Tuesday, September 22, 2009

Pierless Fish Corporation


Post a blog a few days ago titled Pier Pressure after a WSJ book review and you're further confronted with evidence that the world is connected by unseen on-off ramps.

Pier Pressure is of course the play on words the Journal used to headline its review of a book about the piers, the Irish mob, and the Code of Silence. So why should I be surprised today at lunch when I see a small white truck turning on 26th Street that carries the logo of a fish inside a circle?

The name around the circle is PIERLESS FISH CORP. There are no other markings. No street address, no telephone number, nothing else.

So, what are Pierless fish? Artificial fish? Farm fish? Seafood that Norm Peterson from Cheers had at a franchise restaurant when he ordered the "lubestar," some kind of contrived concoction meant to be surf and turf? Norm apparently couldn't afford to eat at Melville's, the restaurant above the bar.

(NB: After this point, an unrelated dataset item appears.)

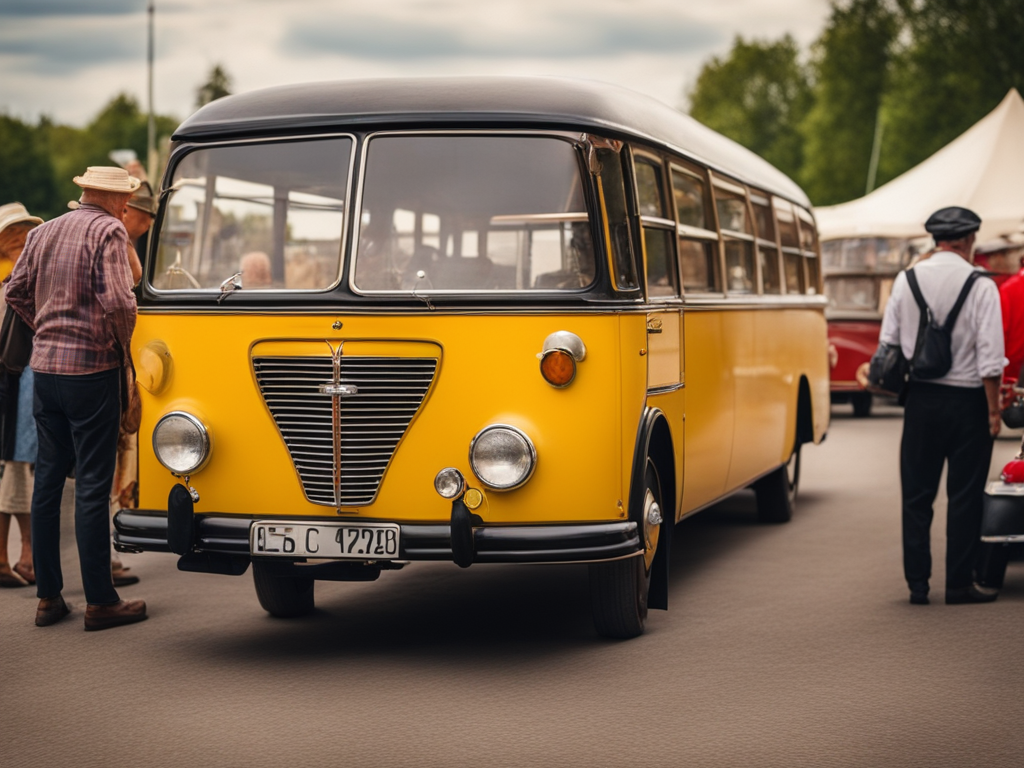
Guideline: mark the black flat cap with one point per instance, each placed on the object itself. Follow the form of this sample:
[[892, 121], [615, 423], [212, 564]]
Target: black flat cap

Come to think of it, the truck turned on 26th Street, hard by the fairly inconspicuous plaque that marks where Herman Melville's home once was. It would be great to make this stuff up, but the truth is way more fun.

A little Web research revealed Pierless is in Brooklyn, at an address that I suspect puts it in an industrial park that was once the old Brooklyn Navy Yard, where my father once worked. There is no real Web site from the company itself, but rather information from a business site that informs us that Pierless has 20-49 employees and does $20-$50 million is sales. Holy mackeral. I've never seen their truck before.

Signs and lettering are things I seem to notice. Like the time I noticed a George Stiel oyster truck as the first thing that caught my eye after returning to the city and work after two weeks on Cape Cod, a good portion of which was spent shellfishing in Wellfleet for clams and oysters.

Maybe Dan Brown's right, and there are symbols all around us. Mine seem to be on seafood trucks.